L’indagine sulla “loggia Ungheria” fu frenata a Milano. Questa la tesi di Paolo Storari, pm finito sotto accusa a Brescia per violazione di segreto. Interrogato per quattro ore, ha spiegato che non intendeva commettere alcun reato e che non fu neppure mosso da spirito di rivalsa né da una cieca avversione contro i suoi capi. Decise di consegnare i verbali secretati di Piero Amara all’allora consigliere del Csm Piercamillo Davigo «è solo perché avevo motivo di ritenere che si volesse temporeggiare». Per il magistrato era passato ormai troppo tempo, era necessario agire. Ieri il pm milanese si è soffermato col procuratore di Brescia Francesco Prete e il sostituto Donato Greco su un aspetto: se erano calunnie quelle di Amara, perché non indagare e contestarle? Se invece gli elementi fossero stati veri, allora perché sono passati mesi prima di avviare gli accertamenti?
Paolo Storari, secondo quanto riportato da Repubblica, avrebbe prodotto delle email per dimostrare le numerose richieste rivolte ai vertici, dall’iscrizione nel registro degli indagati di 6 persone, tra cui Piero Amara, ai tabulati telefonici. Tutte richieste che sarebbero cadute nel vuoto secondo il pm milanese, perché solo a maggio ci furono i primi indagati.
“DAVIGO SI ASSUNSE RESPONSABILITÀ SU VERBALI”

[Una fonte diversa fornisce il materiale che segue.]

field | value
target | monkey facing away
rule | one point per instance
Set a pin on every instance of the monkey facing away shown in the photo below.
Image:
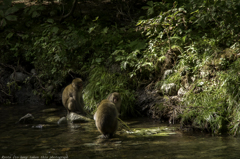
(72, 96)
(106, 118)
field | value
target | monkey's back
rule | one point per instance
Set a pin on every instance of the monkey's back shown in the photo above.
(106, 118)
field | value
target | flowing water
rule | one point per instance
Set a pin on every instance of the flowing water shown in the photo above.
(80, 140)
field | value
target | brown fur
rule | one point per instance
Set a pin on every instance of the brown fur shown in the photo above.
(72, 96)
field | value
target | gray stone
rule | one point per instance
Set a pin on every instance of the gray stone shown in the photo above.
(28, 118)
(62, 121)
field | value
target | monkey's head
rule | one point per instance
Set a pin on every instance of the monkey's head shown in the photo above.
(77, 83)
(116, 97)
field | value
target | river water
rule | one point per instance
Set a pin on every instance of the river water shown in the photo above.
(81, 141)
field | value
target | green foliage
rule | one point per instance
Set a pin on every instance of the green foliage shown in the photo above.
(101, 83)
(6, 13)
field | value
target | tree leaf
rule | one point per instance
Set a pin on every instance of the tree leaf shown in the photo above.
(11, 10)
(11, 17)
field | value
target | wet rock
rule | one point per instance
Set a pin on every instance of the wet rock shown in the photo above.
(49, 110)
(28, 118)
(52, 119)
(62, 121)
(169, 89)
(74, 117)
(18, 76)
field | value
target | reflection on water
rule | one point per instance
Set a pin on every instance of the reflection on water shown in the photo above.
(80, 140)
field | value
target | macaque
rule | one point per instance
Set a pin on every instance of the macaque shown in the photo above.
(116, 99)
(72, 97)
(106, 118)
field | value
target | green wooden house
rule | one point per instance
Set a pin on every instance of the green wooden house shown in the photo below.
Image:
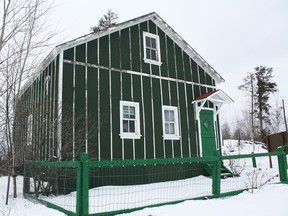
(133, 91)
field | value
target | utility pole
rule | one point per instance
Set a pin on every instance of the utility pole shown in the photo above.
(283, 106)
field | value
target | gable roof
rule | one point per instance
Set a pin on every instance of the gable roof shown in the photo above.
(151, 16)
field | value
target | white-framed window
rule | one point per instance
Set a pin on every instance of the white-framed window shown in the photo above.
(151, 48)
(170, 122)
(129, 120)
(29, 130)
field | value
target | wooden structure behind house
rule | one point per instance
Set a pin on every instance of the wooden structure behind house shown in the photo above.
(134, 91)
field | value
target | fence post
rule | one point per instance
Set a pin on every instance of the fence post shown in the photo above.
(253, 160)
(82, 186)
(85, 181)
(216, 177)
(282, 163)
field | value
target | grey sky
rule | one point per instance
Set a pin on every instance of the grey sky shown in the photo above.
(233, 36)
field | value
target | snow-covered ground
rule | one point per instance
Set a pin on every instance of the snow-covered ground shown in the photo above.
(270, 199)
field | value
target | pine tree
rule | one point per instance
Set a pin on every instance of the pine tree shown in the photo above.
(259, 84)
(106, 21)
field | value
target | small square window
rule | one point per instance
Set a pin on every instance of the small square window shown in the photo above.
(151, 48)
(129, 120)
(170, 122)
(29, 130)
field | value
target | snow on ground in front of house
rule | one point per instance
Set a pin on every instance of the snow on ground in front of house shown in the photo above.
(21, 206)
(270, 200)
(266, 201)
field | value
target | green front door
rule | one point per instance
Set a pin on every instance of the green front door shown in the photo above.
(207, 132)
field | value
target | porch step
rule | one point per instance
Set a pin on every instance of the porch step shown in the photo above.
(225, 173)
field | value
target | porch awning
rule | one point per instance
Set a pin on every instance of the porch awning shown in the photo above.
(217, 97)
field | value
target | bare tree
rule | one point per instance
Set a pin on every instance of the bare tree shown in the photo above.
(23, 35)
(106, 21)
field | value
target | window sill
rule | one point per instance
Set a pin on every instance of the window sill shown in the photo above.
(130, 136)
(149, 61)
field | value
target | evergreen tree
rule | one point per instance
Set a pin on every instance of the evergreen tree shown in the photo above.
(259, 84)
(106, 21)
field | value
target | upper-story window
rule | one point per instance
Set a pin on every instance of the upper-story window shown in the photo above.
(29, 130)
(129, 120)
(170, 122)
(151, 48)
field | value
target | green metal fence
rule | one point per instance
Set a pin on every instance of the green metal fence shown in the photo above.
(113, 187)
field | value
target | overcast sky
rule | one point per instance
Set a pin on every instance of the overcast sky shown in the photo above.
(233, 36)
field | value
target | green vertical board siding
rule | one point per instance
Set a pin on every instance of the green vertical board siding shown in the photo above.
(157, 118)
(179, 62)
(135, 48)
(173, 93)
(116, 96)
(126, 86)
(165, 92)
(92, 97)
(104, 51)
(171, 58)
(105, 149)
(202, 75)
(125, 49)
(81, 52)
(80, 111)
(152, 27)
(148, 117)
(188, 72)
(163, 53)
(183, 119)
(69, 54)
(139, 152)
(56, 110)
(191, 120)
(155, 70)
(67, 100)
(207, 133)
(208, 79)
(115, 49)
(41, 117)
(194, 66)
(92, 52)
(48, 110)
(202, 90)
(145, 66)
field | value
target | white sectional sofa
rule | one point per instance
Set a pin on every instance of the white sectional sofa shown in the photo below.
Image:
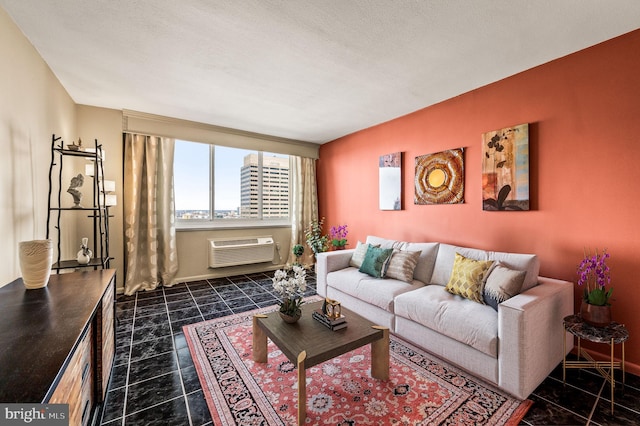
(514, 347)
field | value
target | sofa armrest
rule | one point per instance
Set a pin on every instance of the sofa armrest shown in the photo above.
(328, 262)
(530, 335)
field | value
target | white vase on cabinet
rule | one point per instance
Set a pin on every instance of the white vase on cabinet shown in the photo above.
(36, 257)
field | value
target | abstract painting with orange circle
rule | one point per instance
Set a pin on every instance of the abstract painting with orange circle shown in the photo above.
(440, 178)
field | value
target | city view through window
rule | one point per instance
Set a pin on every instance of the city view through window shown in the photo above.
(221, 183)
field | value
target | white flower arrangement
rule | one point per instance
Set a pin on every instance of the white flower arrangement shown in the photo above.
(290, 284)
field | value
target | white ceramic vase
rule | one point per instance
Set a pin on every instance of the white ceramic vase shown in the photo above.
(36, 257)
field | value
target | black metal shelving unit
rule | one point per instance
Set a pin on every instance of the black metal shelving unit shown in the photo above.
(97, 212)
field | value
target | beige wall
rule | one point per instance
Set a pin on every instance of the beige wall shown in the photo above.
(33, 105)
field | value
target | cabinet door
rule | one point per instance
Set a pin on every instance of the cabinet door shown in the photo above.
(76, 384)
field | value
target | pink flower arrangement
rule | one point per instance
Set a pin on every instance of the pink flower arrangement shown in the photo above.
(594, 274)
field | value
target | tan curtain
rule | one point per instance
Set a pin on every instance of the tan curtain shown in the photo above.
(151, 256)
(304, 204)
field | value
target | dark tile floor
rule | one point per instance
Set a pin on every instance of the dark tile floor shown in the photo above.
(154, 380)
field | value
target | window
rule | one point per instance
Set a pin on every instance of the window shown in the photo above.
(216, 185)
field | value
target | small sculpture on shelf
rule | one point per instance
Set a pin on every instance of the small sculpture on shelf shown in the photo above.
(76, 182)
(84, 254)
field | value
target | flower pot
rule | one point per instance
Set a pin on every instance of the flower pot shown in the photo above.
(36, 257)
(288, 318)
(597, 316)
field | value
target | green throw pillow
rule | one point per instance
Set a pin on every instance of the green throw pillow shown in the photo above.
(467, 277)
(374, 261)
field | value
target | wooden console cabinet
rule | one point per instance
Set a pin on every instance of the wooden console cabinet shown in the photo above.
(57, 344)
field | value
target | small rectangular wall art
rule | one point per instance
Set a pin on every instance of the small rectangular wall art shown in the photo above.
(505, 169)
(390, 177)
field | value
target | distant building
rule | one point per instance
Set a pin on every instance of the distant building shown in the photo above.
(275, 187)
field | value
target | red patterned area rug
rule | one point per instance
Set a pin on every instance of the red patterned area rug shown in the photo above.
(421, 390)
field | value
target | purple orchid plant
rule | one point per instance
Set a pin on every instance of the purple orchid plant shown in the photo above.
(594, 274)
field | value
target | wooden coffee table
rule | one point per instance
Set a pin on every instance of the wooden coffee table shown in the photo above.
(308, 343)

Ma Paolo Storari ha ribadito alla procura di Brescia un altro aspetto di cui aveva discusso con i pm di Roma. Quel gesto di far uscire i verbali segreti di Piero Amara dalla procura di Milano fu “autorizzato” dall’allora consigliere del Csm Piercamillo Davigo, il quale «si assunse la responsabilità anche pubblica» del fatto. Inoltre, lo avrebbe rassicurato circa la legittimità della trasmissione degli atti fuori protocollo, assicurandogli anche che ne se sarebbe fatto carico. Ora non è escluso, secondo Repubblica, che venga sentito l’ex membro togato di Palazzo dei Marescialli, già sentito a Roma in qualità di teste. A Brescia però ci si è soffermati su Milano. Storari avrebbe parlato di altri dissidi e di qualche freno alla sua visione dell’indagine sul “falso complotto” per depistare l’inchiesta sul blocco petrolifero Opl245 e la presunta corruzione internazionale da parte di Eni e Shell in Nigeria (nel marzo scorso sono stati assolti tutti, anche Scaroni e Descalzi). Inoltre, avrebbe raccontato retroscena sulla gestione di Vincenzo Armanna, ex manager Eni e imputato, le cui dichiarazioni furono “valorizzate” nel processo sulla maxi tangente nigeriana ipotizzata e risultata inesistente per il Tribunale, processo su cui la Procura di Milano puntava molto.
«La fuga di notizie e tutto quello che è avvenuto dopo non può essere neanche in astratto addebitabile alla scelta di coscienza compiuta da un magistrato integerrimo», ha dichiarato l’avvocato Paolo Della Sala, legale di Paolo Storari, il quale a qualche collega ha ribadito di aver fatto sempre il suo dovere, con scrupolo. Per il legale comunque c’è «un tema di giudizio etico che va inquadrato e compreso, questo è un punto molto rilevante, così la smettiamo anche di avere giudizi espressi anche un po’ a “capocchia”». Per quanto riguarda quanto uscito su stampa e in tv, Della Sala ha spiegato che bisogna analizzare la condotta alla luce della «prospettiva che aveva un soggetto in un determinato momento e questo può spiegare la sua condotta» anziché gettare «inutilmente fango addosso a una persona che non lo merita».